Je terminerai par quelques observations.
D’abord, pour les élus que nous sommes, la politique de l’autruche, c’est-à-dire le refus de voir la gravité des problèmes, est évidemment la plus malsaine des politiques.
M. Jean-Pierre Abelin. C’est vrai !
M. Pierre Albertini. Ce n’est pas en nous enfouissant la tête dans le sable que nous guérirons la démocratie des maux qui la taraudent.
M. Hervé Morin. Tout à fait !
M. Pierre Albertini. Nous avons tout intérêt à regarder la réalité en face. D’ailleurs, un élu ne peut pas avoir peur du suffrage universel : s’il s’engage devant ses concitoyens, c’est qu’il en accepte à l’avance le verdict. Cela me paraît une première évidence.
Ensuite, et c’est ma deuxième observation, cette initiative parlementaire de l’UDF concourt à ouvrir un débat public. C’est tout à fait à l’honneur du Parlement, dont plusieurs orateurs ont dit qu’il méritait d’être revalorisé. Si celui-ci a une raison d’être, ceux qui composent la représentation nationale peuvent légitimement user de cette faculté. Nous le faisons sans complexe.
M. François Sauvadet.
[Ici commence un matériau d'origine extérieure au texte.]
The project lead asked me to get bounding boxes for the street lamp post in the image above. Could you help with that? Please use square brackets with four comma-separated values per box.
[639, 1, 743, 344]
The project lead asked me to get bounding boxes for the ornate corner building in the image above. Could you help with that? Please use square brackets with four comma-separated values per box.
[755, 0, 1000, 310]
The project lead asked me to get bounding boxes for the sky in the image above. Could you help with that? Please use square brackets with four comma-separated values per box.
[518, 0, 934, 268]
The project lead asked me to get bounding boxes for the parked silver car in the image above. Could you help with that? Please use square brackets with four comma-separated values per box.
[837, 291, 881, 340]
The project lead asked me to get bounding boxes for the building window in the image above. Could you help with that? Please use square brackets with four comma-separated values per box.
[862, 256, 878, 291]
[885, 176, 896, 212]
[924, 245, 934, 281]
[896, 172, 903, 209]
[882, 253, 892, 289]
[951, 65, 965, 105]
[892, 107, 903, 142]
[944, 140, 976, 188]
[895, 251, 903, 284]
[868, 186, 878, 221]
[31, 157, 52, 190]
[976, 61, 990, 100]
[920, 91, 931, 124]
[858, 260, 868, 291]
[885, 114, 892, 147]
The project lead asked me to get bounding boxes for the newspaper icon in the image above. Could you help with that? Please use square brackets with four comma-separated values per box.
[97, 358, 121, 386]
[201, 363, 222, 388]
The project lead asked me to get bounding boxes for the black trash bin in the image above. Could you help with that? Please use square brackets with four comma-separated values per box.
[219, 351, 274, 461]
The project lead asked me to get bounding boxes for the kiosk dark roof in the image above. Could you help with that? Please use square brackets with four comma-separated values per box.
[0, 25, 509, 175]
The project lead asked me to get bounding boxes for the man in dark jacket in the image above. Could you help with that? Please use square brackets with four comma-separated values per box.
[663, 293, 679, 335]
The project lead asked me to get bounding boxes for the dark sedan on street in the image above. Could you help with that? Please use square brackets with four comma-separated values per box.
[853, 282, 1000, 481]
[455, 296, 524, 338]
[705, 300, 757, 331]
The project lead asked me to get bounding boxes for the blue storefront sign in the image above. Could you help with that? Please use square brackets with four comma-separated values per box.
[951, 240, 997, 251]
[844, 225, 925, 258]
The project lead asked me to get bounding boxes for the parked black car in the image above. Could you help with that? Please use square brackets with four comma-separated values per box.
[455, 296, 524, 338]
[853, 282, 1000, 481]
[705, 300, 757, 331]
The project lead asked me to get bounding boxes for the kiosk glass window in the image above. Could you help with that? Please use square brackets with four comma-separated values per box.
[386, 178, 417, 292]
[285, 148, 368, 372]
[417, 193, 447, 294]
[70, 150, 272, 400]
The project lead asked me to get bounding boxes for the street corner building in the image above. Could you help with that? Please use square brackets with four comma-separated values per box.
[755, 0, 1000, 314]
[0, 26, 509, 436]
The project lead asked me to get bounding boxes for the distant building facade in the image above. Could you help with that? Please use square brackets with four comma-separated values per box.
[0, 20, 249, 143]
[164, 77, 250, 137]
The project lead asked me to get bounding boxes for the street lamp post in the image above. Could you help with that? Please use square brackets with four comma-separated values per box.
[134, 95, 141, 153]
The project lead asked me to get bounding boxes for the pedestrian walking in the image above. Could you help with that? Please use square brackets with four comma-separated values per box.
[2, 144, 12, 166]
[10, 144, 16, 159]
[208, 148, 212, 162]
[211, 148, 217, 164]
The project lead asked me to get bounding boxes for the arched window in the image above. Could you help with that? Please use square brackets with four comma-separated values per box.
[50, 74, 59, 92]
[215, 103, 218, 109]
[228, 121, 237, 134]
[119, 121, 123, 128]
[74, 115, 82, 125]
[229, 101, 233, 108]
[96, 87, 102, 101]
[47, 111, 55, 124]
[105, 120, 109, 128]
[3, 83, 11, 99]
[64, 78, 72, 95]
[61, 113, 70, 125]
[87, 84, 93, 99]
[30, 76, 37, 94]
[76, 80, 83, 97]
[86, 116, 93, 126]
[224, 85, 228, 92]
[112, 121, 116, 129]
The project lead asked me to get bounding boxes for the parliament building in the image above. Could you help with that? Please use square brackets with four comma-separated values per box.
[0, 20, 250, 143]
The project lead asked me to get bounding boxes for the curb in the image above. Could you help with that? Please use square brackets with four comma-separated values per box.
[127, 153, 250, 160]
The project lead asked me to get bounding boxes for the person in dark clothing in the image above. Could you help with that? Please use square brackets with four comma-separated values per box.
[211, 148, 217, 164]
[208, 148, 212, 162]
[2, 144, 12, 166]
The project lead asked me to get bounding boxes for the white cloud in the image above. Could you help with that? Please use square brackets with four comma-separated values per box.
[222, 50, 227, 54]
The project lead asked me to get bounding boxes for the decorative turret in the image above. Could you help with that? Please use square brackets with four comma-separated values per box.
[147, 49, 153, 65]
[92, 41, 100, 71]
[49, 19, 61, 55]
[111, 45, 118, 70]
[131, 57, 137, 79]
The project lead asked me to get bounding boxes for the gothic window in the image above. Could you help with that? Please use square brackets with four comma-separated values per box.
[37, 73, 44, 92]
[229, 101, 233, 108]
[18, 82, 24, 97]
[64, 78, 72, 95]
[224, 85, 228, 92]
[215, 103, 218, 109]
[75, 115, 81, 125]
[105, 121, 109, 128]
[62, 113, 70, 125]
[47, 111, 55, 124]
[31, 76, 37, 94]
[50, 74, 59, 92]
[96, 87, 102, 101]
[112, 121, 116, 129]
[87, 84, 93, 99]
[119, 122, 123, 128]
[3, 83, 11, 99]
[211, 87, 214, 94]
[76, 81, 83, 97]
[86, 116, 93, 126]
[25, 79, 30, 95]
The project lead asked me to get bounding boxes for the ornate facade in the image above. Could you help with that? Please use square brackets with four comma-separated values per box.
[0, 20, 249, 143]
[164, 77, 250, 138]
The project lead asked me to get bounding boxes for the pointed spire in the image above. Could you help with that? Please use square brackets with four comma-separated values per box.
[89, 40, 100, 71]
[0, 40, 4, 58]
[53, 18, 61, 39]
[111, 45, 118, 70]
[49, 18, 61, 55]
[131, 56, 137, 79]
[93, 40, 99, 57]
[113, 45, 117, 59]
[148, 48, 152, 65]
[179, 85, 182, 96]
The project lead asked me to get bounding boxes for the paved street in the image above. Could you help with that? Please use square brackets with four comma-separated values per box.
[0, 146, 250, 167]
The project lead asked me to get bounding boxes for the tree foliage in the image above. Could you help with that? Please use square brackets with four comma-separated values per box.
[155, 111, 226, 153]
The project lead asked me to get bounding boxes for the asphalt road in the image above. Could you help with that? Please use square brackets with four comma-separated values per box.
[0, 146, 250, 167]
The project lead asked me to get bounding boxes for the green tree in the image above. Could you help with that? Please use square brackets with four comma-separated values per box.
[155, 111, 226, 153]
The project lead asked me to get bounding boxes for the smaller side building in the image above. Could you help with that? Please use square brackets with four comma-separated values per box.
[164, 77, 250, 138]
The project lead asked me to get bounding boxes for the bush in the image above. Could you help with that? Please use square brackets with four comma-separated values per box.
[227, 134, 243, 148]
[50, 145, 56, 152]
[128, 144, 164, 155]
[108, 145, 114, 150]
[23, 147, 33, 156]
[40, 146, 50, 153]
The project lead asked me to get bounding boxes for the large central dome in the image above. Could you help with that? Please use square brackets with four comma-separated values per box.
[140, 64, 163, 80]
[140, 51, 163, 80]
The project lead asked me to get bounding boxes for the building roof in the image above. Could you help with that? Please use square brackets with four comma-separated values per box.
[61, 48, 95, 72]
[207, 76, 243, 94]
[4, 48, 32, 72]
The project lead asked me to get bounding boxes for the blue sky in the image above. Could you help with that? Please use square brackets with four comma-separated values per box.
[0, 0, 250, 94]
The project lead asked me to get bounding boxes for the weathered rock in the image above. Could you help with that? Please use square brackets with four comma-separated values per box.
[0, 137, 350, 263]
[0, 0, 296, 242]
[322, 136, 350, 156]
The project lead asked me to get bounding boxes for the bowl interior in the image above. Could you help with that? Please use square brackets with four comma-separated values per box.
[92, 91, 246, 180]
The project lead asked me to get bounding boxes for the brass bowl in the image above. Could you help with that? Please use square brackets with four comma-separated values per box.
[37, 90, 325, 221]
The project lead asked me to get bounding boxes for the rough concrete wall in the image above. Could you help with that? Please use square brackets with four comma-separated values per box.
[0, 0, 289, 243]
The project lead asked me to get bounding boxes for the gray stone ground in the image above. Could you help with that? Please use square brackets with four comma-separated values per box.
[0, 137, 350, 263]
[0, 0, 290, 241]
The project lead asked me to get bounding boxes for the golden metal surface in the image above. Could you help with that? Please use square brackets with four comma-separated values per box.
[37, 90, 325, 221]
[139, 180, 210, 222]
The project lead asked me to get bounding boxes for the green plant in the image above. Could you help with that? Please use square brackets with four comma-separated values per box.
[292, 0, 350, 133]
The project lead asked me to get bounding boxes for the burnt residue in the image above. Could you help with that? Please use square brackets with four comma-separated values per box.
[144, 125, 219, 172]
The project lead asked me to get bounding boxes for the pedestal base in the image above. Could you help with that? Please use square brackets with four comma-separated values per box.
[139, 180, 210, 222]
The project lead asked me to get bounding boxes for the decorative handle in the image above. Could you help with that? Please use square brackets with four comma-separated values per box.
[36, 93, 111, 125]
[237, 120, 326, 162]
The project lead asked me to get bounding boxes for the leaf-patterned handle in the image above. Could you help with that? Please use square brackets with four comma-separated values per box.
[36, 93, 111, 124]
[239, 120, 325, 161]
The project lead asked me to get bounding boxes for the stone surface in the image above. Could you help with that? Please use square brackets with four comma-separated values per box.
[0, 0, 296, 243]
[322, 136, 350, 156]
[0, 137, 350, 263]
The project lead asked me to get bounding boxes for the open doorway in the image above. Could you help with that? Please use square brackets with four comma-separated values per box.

Très bien !
M. Pierre Albertini. Enfin, je rappellerai ce qu’a dit en substance le Premier ministre à cette tribune, dans son discours précédant l’investiture qui lui a été accordée : les résultats électoraux n’effacent pas les problèmes ; ce n’est pas parce qu’au second tour de l’élection présidentielle, du fait du caractère aberrant des résultats du premier tour, le président a été élu à une majorité insoupçonnée et que l’harmonie politique entre les institutions a été rétablie, que les problèmes de la société française ont été pour autant résolus.
Même si notre proposition n’avait pour but que de décompter de manière distincte les votes blancs des votes nuls, elle aurait un mérite. Pour autant, ce serait insuffisant. Etant l’auteur de propositions très anciennes sur le sujet, je pense qu’il faudrait aller plus loin.
Certains ont parlé du risque qu’il en résulterait pour l’élection du Président de la République. Certes, la Constitution est rédigée de telle manière que la proposition pourrait buter sur la rédaction actuelle de l’article 7. Mais le risque n’est que virtuel.
Quoi qu’il en soit, mes chers collègues, il est bon de dialoguer avec nos concitoyens et de faire preuve tous les jours de confiance, cette valeur élémentaire de la démocratie. (Applaudissements sur les bancs du groupe Union pour la démocratie française.)